BERITABUANA.CO, JAKARTA – Pengamat hukum dan penggiat anti korupsi Adilsyah Lubis mengatakan perlunya penerapan hukuman mati bagi penyelenggara negara atau pejabat pemerintah yang bersalah karena kasus korupsi. Sejauh ini, hukuman yang dijatuhi kepada koruptor masih terlalu ringan dan tidak menimbulkan efek jera, terbukti masih saja ada pejabat, baik di pusat maupun di daerah yang di cokok Komisi Pemberantasan Korupsi (KPK). Kejaksaan Agung (Kejagung) juga telah menangani sejumlah kasus korupsi yang melibatkan pejabat negara.

“Sebaiknya hukuman bagi koruptor diperberat untuk mendapatkan efek jera misalnya menerapkan hukuman mati,” kata Adilsyah yang dihubungi Senin (4/12/2023).

Menurut dia, belum pernah terjadi koruptor di Indonesia di vonis hukuman mati dan di eksekusi mati.

“Soal penerapan hukuman mati bagi koruptor di Indo memang masih kontroversi, masih polemik, antara yang setuju dengan yang tidak setuju. Tapi kalau saya melihat perkara korupsi masih terus terjadi, saya setuju dengan pendukung hukuman mati,” kata Adilsyah Lubis.

Ditambahkan, seseorang pelaku korupsi yang sudah di vonis pengadilan hukuman mati, supaya cepat di eksekusi, tidak usah berlama-lama, tapi langsung di eksekusi.

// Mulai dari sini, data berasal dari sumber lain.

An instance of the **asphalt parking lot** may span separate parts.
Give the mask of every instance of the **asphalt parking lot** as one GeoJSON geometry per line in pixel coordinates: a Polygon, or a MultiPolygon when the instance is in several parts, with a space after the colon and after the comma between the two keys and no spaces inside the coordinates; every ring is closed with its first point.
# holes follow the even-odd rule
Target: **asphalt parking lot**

Adilsyah berpandangan, korupsi adalah kejahatan luar biasa, yang berdampak luas bagi masyarakat. Maka, hukuman bagi pelaku korupsi pun sudah tak bisa biasa-biasa saja, tapi hukuman itu harus luar biasa.

“Pejabat yang korupsi itu kan melanggar sumpah jabatannya, korupsi untuk kepentingan diri atau kelompoknya, uang yang di korupsi pun merugikan negara dan masyarakat,” kata Adilsyah.

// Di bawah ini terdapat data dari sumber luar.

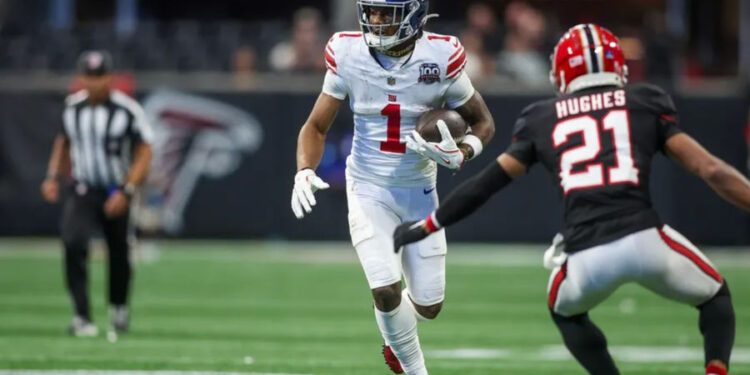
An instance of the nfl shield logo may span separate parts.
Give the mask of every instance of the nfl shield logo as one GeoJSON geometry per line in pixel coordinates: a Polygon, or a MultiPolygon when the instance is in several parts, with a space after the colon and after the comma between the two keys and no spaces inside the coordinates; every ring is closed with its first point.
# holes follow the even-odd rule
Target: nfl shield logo
{"type": "Polygon", "coordinates": [[[396,84],[396,78],[394,77],[388,77],[388,85],[393,86],[396,84]]]}
{"type": "Polygon", "coordinates": [[[427,84],[440,82],[440,67],[435,63],[425,63],[419,67],[419,82],[427,84]]]}

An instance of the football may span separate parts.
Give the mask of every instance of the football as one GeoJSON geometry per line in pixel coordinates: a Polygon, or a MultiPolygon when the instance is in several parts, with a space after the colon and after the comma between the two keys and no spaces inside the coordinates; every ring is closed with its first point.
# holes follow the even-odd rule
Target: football
{"type": "Polygon", "coordinates": [[[445,121],[451,136],[456,143],[461,143],[466,135],[468,125],[458,112],[452,109],[438,108],[425,112],[417,121],[417,132],[427,142],[440,142],[440,130],[437,127],[437,121],[445,121]]]}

Tetapi sambung dia, hukuman bagi koruptor yang dijatuhi oleh pengadilan masih di rasakan ringan, ada yang 2 tahun, 5 tahun hingga 10 tahun. Hukuman seumur hidup sudah dijatuhkan kepada mantan Ketua Mahkamah Konstitusi (MK), Akil Mochtar, tapi kata Adilsyah, hukuman itu masih belum ada dampaknya atau efek jeranya bagi yang lain, karena ternyata masih saja lembaga anti rasuah menangkap atau lewat operasi tangkap tangan (OTT) pejabat negara atau pejabat pemerintah yang diduga korupsi dengan modus menerima suap atau memberi suap, seperti yang terjadi di Sorong, Papua dan Kalimantan Timur.

Diantara pejabat itu, kata Adilsyah, ada yang sudah menjalani seleksi uji kepatutan dan kelayakan oleh DPR RI, tetapi masih saja kecolongan karena kemudian diantara mereka ada yang terlibat korupsi.

“Memang sudah dengan melalui penyaringan fit and proper test, tetapi masih aja bisa kecolongan. Ini sering terjadi, walaupun sudah melalui pakta integritas pun, masih saja terlibat korupsi,” kata Adilsyah.

Jadi tambah dia, pencegahan kearah usaha pemberantasan korupsi sudah dijalankan, tapi tetap saja kecolongan. (Asim)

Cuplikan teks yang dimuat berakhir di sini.